Food Processing Plants Keep Building Near the Crops, Not Near the Workers

May 5, 2026

The logic behind where food processing plants get built made sense for a long time. You put the plant near the agricultural supply. You hire the locals. That model relied on one assumption that no longer holds: that small towns near farms would maintain stable working-age populations willing to stay and work those jobs. That population is shrinking.

Where the Workers Actually Are

I saw this in South Florida. Workers were earning $15 to $16 an hour in Hialeah, but that wage wasn’t enough to support a family in Miami-Dade. Workers relocated to places with denser economic opportunity. The food processors in rural markets kept posting the same jobs and wondering why no one was applying.

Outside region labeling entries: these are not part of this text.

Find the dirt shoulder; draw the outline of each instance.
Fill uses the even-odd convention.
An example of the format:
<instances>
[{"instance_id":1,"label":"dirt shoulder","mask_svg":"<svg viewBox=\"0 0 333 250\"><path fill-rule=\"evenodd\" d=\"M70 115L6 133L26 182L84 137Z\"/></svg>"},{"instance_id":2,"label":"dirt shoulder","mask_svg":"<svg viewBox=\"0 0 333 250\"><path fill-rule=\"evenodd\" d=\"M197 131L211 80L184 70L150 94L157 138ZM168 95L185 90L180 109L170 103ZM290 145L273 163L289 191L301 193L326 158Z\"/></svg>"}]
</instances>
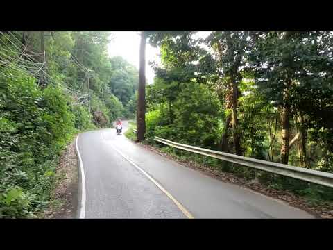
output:
<instances>
[{"instance_id":1,"label":"dirt shoulder","mask_svg":"<svg viewBox=\"0 0 333 250\"><path fill-rule=\"evenodd\" d=\"M75 142L76 138L60 157L56 169L58 179L49 208L44 212L44 218L77 218L78 165Z\"/></svg>"},{"instance_id":2,"label":"dirt shoulder","mask_svg":"<svg viewBox=\"0 0 333 250\"><path fill-rule=\"evenodd\" d=\"M298 197L290 192L268 188L267 186L264 185L264 184L249 181L244 178L238 177L233 174L222 172L215 168L203 166L193 161L180 160L173 156L170 156L162 152L157 147L153 147L151 145L144 144L142 143L137 144L146 148L146 149L151 150L169 159L175 160L185 167L194 169L210 177L229 183L236 184L241 187L250 189L268 197L281 200L287 203L289 206L305 210L318 218L333 219L333 206L332 204L327 203L322 206L311 205L307 201L305 198Z\"/></svg>"}]
</instances>

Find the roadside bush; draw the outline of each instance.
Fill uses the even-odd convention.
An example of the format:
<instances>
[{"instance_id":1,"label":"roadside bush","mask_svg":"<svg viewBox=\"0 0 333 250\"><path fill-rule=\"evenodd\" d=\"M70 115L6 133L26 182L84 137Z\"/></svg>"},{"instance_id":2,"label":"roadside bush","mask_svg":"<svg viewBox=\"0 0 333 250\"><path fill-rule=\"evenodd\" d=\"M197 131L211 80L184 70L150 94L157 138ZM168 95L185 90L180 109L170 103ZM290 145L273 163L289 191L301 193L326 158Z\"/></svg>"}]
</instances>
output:
<instances>
[{"instance_id":1,"label":"roadside bush","mask_svg":"<svg viewBox=\"0 0 333 250\"><path fill-rule=\"evenodd\" d=\"M60 89L15 76L0 78L0 217L32 217L47 204L58 155L74 132Z\"/></svg>"}]
</instances>

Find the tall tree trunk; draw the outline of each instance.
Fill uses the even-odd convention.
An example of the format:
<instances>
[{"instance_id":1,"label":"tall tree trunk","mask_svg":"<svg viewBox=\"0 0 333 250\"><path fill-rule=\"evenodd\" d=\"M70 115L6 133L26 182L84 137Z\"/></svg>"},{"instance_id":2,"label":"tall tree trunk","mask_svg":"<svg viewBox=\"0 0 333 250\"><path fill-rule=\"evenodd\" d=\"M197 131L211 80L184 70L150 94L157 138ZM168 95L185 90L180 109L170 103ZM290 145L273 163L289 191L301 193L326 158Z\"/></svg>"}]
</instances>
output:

The Programs Filling the Gap Are Becoming Unreliable

In October 2025, DHS ruled that TPS employment authorizations are only valid for up to one year. H-2B has its own problems: the annual cap is fixed at 66,000, demand consistently exceeds supply, and the program is politically reversible in ways a domestic workforce strategy is not.

The Structural Fix

The food processors finding stability are identifying where workers exist in surplus and building infrastructure to bring them to the plant. Temporary housing near the facility. Transportation on day one. A community integration plan for the first 90 days. Workers who relocate with real support stay. The ones who receive a check and are told to figure it out leave.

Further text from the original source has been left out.